As Nicholas Hathaway, Hemsworth types the living shit out of so many computers, you might imagine the film's budget at the Apple Store matched Hemsworth's salary. He types so hard and so passionately that, half the time, he's too distracted to finish buttoning his shirt, the neon glow of his computer screen glistening against his chiseled chest. He types post-coitus. He types in private jets and while power-walking. The man's ability to type knows no bounds.
Sequences of aggressive typing and pensive web-searching have been the bane of cyber thrillers since their inception. From WarGames to The Net to Blackhat, cinema has been trying hard to remain up-to-date with technology by making the act of typing really, really exciting. It never is.
So what happens when you put a cyber thriller in the hands of Michael Mann, one of the most kinetic filmmakers of his generation? Here's a man who can make the paranoid boardroom scenes of The Insider crackle with the same intensity as the extended heist sequence of Heat. Well, all that Googling and 10-key mayhem gets treated like a gunfight. Mann begins his film inside a computer, with a sequence reminiscent of Fight Club's opening credit animation, yet instead of ending at the barrel of a gun, it winds up on a keyboard. Shots of Hemsworth typing are filmed from every angle possible, including from inside the keyboard, where the keys depress and energy lights everything up. And it's…well, it's pretty stupid, actually.
Why is Hemsworth typing? Well, an anonymous cyber terrorist has struck a nuclear reactor in China and the Chicago Mercantile Exchange (previously known as the "Chicago Butter and Egg Board"). When a joint task force from the U.S. and China—led by Barrett (Viola Davis) and Chen (Leehom Wang)—can't track down the culprit, Chen remembers his brilliant college roommate, Hathaway. The only trouble is that Hathaway has been in prison for 15 years—because, duh, he used his typing for criminal purposes.
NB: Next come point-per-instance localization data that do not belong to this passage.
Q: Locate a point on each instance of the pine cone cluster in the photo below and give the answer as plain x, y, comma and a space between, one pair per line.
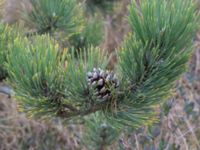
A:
102, 82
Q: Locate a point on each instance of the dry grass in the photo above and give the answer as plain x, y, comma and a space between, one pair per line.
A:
179, 129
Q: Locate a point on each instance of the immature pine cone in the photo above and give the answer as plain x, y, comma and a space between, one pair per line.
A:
102, 81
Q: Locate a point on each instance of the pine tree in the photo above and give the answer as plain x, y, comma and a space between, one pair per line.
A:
151, 59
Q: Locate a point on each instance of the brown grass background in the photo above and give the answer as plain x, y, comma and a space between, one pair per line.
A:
180, 127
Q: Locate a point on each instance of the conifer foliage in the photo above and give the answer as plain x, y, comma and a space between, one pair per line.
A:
152, 58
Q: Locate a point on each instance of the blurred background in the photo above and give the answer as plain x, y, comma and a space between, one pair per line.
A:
179, 125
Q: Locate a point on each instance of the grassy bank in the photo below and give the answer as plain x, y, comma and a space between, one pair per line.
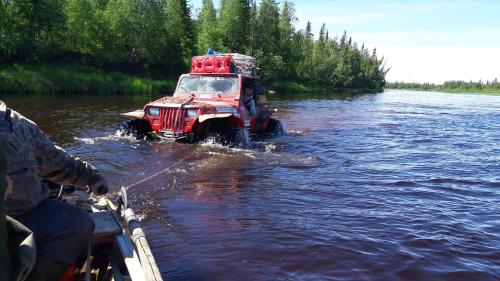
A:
78, 79
297, 88
453, 90
470, 91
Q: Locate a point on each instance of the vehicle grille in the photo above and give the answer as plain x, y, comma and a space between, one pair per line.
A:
172, 119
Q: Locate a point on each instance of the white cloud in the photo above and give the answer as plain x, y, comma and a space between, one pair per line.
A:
438, 64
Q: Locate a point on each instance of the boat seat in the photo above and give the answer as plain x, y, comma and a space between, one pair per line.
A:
106, 224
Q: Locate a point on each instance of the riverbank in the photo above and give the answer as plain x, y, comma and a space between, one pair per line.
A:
78, 79
300, 88
452, 90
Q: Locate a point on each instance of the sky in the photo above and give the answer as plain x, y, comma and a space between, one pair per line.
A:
421, 41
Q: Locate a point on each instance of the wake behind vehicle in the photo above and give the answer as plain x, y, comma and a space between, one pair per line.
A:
222, 97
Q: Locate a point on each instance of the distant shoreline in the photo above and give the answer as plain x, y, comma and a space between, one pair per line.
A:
451, 91
70, 78
459, 87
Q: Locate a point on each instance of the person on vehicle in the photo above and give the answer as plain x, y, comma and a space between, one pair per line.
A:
17, 245
62, 231
249, 101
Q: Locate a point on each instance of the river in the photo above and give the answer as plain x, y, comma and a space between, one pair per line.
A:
399, 185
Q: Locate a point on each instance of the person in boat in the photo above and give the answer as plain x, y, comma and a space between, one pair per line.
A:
17, 245
62, 231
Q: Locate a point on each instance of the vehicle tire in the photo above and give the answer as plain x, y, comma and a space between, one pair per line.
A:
240, 138
137, 128
275, 127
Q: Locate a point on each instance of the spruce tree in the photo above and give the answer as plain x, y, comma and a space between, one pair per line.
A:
233, 25
286, 33
207, 28
180, 28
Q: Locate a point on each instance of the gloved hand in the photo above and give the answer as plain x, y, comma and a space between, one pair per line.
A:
99, 186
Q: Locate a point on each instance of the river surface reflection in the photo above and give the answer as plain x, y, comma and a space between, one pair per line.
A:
394, 186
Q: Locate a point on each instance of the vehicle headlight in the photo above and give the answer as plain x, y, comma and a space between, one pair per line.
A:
154, 111
191, 113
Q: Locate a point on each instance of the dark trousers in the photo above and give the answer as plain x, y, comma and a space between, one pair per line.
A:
62, 234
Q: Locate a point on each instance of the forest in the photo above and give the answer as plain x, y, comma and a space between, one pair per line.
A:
450, 86
108, 46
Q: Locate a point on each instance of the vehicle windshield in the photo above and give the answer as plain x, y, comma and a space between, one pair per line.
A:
195, 84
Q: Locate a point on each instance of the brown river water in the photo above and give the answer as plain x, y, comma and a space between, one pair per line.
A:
394, 186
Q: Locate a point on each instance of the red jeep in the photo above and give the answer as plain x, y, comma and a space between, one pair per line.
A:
222, 98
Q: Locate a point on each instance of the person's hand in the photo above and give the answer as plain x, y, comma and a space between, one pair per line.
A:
99, 187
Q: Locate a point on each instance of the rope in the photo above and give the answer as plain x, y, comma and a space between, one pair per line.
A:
158, 173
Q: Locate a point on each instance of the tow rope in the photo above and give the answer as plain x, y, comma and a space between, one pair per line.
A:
158, 173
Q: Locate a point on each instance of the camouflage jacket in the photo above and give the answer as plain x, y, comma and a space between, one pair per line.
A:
32, 156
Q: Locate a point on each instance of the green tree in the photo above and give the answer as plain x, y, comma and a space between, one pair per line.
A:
252, 27
88, 30
32, 29
207, 28
233, 25
181, 30
286, 30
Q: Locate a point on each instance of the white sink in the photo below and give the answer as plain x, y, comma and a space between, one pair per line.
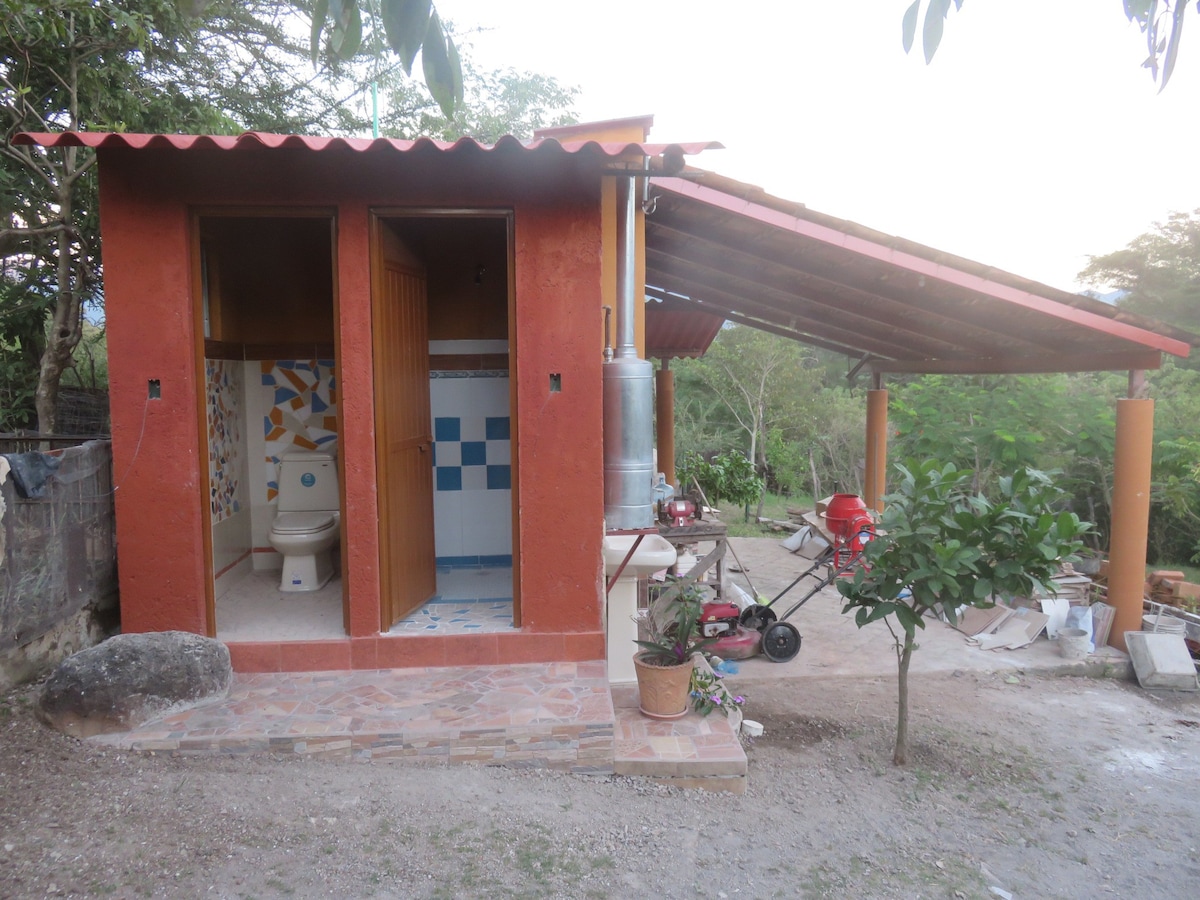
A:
653, 553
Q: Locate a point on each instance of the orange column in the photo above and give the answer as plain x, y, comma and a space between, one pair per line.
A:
664, 418
1131, 515
875, 474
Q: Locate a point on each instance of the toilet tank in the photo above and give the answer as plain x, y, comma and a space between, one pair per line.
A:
309, 481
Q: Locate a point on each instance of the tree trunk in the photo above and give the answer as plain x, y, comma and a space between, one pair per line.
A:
900, 756
66, 327
816, 483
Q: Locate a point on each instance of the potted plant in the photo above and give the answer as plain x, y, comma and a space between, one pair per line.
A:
670, 636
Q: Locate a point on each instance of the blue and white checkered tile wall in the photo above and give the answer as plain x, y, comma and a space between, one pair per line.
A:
472, 454
472, 468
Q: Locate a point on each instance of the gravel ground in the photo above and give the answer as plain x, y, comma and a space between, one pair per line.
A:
1041, 787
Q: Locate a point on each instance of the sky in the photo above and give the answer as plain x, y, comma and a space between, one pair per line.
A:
1033, 139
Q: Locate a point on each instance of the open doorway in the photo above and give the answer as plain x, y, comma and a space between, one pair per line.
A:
451, 571
267, 311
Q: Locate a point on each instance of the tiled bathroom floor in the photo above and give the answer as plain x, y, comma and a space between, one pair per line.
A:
256, 610
468, 601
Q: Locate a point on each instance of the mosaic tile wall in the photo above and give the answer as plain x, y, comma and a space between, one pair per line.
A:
473, 468
303, 412
226, 385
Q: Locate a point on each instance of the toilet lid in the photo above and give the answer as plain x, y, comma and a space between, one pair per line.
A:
301, 522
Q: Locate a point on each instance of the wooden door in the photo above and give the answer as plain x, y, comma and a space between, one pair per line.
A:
403, 431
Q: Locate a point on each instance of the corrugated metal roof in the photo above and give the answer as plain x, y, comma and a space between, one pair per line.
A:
675, 328
731, 250
252, 139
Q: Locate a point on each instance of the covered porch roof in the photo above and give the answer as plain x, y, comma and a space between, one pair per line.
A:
720, 250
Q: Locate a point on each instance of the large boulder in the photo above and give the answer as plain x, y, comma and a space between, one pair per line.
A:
130, 679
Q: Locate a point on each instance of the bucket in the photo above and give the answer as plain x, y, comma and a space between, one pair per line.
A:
1073, 642
1163, 624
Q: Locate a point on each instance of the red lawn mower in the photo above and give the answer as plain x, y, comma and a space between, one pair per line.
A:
851, 527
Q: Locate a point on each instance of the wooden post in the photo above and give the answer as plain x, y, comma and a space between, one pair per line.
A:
664, 415
875, 475
1131, 514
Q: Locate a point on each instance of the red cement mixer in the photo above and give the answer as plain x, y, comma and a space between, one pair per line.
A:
851, 526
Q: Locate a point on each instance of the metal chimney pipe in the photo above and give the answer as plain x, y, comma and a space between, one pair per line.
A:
627, 270
628, 393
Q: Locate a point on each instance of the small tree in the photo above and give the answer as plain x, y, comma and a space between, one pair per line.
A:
942, 547
727, 477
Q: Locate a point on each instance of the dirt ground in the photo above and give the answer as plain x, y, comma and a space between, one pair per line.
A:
1038, 786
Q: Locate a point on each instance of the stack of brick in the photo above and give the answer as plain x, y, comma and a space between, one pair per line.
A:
1169, 588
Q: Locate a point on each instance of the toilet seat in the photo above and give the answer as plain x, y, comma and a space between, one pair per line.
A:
304, 522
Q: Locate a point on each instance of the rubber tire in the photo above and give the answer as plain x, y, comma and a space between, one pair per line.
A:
780, 642
757, 617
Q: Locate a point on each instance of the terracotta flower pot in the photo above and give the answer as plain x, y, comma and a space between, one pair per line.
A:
663, 689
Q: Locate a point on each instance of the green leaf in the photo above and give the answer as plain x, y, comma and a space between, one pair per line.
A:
319, 13
442, 79
910, 24
406, 24
881, 611
347, 33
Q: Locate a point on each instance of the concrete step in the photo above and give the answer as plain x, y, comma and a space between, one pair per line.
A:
550, 715
693, 751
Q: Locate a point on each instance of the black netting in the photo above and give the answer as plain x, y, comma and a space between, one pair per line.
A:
58, 553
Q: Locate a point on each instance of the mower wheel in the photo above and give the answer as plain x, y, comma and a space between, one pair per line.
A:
780, 642
757, 617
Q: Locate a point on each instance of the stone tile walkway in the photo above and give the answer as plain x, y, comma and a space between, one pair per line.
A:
557, 715
553, 715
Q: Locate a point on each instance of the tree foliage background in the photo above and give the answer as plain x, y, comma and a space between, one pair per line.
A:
810, 427
197, 67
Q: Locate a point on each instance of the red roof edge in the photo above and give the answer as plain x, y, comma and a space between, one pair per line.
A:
565, 131
300, 142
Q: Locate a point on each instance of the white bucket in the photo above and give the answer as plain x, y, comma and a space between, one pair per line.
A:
1163, 624
1073, 642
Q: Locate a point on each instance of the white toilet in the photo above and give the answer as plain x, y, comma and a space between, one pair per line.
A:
307, 526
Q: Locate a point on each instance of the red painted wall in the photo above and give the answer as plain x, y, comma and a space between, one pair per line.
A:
145, 204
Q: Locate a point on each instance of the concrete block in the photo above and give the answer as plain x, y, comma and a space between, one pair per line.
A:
1162, 660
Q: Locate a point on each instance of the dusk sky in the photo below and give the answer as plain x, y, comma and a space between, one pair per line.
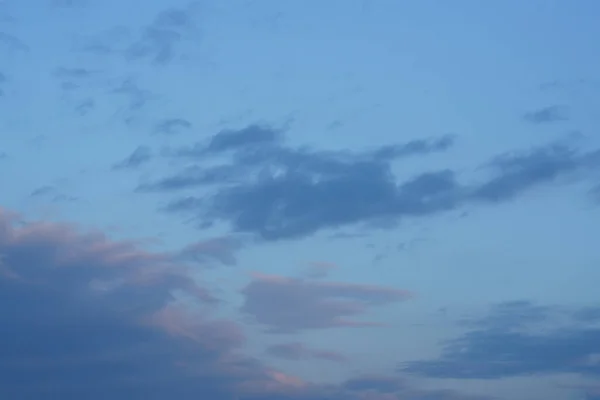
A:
300, 199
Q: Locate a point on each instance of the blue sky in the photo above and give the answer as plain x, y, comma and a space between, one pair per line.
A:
370, 200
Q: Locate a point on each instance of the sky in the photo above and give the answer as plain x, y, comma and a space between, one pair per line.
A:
299, 200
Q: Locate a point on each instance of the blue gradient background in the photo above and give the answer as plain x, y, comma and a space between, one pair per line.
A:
467, 295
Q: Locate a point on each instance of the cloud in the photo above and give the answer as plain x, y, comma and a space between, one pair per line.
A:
85, 316
287, 305
514, 173
159, 42
3, 80
299, 351
172, 126
547, 115
141, 155
52, 193
222, 250
512, 349
276, 191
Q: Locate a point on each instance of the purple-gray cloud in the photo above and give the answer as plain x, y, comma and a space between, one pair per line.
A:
86, 316
286, 305
299, 351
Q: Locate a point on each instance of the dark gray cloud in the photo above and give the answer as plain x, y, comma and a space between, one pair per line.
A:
140, 156
277, 191
547, 115
84, 316
508, 347
514, 173
287, 305
299, 351
172, 126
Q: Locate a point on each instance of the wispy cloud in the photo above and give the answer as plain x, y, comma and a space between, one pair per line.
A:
504, 345
299, 351
547, 115
280, 192
286, 305
140, 156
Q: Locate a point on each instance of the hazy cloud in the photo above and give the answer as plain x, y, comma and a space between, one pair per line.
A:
172, 126
280, 192
510, 348
299, 351
222, 250
89, 317
288, 305
547, 115
141, 155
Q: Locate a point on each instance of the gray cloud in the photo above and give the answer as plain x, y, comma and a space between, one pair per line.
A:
161, 40
281, 192
510, 349
278, 191
547, 115
221, 250
287, 305
140, 156
172, 126
84, 316
12, 44
299, 351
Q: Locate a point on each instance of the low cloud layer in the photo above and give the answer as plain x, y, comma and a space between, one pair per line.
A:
504, 344
305, 304
89, 317
277, 191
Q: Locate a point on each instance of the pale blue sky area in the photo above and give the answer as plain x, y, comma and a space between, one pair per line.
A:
335, 199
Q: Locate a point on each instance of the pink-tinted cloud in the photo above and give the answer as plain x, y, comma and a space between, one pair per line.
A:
290, 304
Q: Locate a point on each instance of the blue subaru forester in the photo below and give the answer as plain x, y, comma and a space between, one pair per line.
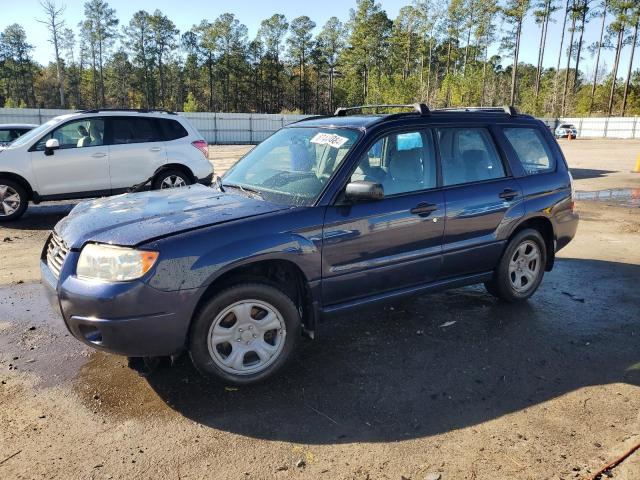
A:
327, 214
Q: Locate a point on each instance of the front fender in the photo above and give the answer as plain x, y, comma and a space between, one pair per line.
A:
196, 259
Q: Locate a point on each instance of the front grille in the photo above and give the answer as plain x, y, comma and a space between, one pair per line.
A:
56, 253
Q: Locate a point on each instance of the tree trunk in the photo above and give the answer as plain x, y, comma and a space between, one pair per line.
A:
484, 74
583, 22
629, 71
555, 82
331, 89
543, 44
614, 73
566, 73
210, 68
595, 73
514, 71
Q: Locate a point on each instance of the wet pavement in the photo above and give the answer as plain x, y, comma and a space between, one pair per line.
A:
455, 383
628, 197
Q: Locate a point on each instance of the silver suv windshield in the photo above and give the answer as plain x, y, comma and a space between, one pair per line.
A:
293, 165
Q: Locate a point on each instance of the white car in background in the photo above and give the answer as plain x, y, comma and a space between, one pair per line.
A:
100, 152
565, 129
12, 131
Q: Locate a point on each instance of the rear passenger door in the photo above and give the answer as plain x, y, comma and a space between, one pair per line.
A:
384, 245
482, 199
136, 150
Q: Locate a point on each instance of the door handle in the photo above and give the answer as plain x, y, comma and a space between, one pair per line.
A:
508, 194
424, 209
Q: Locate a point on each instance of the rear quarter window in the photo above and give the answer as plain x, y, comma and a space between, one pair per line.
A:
171, 129
532, 150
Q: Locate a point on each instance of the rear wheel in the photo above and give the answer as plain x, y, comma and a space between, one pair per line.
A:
171, 179
13, 200
521, 267
244, 334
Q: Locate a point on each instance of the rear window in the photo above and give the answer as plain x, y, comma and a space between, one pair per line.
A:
532, 150
171, 129
132, 130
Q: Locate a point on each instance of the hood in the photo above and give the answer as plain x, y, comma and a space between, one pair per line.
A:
134, 218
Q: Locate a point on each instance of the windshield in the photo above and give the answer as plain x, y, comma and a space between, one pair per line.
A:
33, 134
293, 165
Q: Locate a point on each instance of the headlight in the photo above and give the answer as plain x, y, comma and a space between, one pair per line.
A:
114, 264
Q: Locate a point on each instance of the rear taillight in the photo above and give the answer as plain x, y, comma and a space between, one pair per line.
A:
202, 146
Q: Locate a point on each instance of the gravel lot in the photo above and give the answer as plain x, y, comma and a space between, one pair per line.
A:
548, 389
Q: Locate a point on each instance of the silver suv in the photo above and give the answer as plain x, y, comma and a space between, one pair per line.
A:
100, 152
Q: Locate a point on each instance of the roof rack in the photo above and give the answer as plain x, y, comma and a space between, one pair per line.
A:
420, 108
138, 110
508, 109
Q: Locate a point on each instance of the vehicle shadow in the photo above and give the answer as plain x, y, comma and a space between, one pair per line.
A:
585, 173
41, 217
433, 363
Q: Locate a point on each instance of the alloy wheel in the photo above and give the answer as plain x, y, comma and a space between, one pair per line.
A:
9, 201
524, 266
246, 337
173, 181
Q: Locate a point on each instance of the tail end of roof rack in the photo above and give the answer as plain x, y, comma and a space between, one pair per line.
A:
420, 108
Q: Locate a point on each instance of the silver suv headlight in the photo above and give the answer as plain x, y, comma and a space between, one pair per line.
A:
114, 264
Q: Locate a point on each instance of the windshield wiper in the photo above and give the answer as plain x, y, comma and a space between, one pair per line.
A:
246, 190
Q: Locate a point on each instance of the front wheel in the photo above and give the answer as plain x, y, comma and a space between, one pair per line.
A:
171, 179
13, 200
244, 334
521, 267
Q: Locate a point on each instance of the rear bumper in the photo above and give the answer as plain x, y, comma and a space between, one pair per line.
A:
128, 318
566, 227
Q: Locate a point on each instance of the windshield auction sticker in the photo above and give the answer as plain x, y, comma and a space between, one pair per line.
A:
335, 141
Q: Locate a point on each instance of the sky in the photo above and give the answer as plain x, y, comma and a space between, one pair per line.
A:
186, 13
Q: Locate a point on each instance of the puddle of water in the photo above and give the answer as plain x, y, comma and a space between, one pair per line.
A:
623, 196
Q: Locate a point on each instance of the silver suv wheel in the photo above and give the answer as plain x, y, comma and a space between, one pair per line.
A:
173, 181
9, 200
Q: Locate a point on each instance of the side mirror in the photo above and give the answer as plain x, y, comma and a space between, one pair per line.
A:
51, 145
361, 190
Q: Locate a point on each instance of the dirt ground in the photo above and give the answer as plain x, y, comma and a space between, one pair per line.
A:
545, 390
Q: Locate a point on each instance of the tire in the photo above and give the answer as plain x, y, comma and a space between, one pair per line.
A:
171, 179
13, 200
261, 352
521, 267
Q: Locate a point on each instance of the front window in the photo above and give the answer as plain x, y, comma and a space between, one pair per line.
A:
33, 134
88, 132
468, 155
293, 165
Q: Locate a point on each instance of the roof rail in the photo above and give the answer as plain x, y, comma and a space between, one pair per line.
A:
138, 110
508, 109
420, 108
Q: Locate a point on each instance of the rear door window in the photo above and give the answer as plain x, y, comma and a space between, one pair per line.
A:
132, 130
468, 155
171, 129
532, 150
400, 162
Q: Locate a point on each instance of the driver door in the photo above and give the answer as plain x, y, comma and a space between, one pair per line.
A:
80, 167
379, 246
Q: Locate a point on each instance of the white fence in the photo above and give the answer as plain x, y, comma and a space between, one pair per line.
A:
243, 128
216, 128
610, 127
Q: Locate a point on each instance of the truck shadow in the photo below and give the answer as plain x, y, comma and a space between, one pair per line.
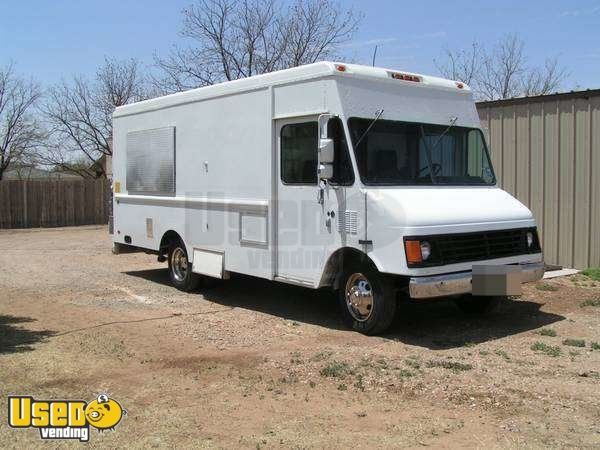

An agreement is reached, and soon the UN of sexy nerds is off traveling the globe, looking at computer screens in Indonesia and China as Hemsworth beds Chen's sister and growls unintelligible dialogue that sounds like Sylvester Stallone reading Hacking for Dummies. Every now and again, the group gets into shaky-cam gunfights that remind you we're watching a Michael Mann movie (in addition to being a computer whiz, Hathaway is also a skilled marksman, master of hand-to-hand combat and wearer of designer sunglasses). At no point is any of this particularly interesting.
Still, being a Mann movie, it's not entirely a bust. The director's filmography—which includes Thief, Manhunter, Last of the Mohicans and Collateral—is marked with an avant-garde approach to genre filmmaking, and with Blackhat, Mann continues to be unhinged. This is a film about people running from location to location in pursuit of intangible information, and one where the central villain doesn't even make himself known—outside of cryptic emails—until well into the final reel. Along with Hemsworth's marble-mouthed delivery, dialogue is often intentionally drowned out by sound. The urban cinematography is beautiful, too: Nobody can shoot a city at night like Mann. But while the flick is unmistakably Mann, that's not enough to make it all that good.
Which is a bloody shame, because there was a time—before the underwhelming Public Enemies and slickly boring Miami Vice rehash—that a new Mann movie was cause for celebration. With Blackhat, he's created his first true throwaway, a self-serious topical thriller that in 10 years will look as outdated as The Net does now. On the plus side, if that whole God of Thunder thing doesn't work out for Hemsworth, at least he has a promising career in data entry.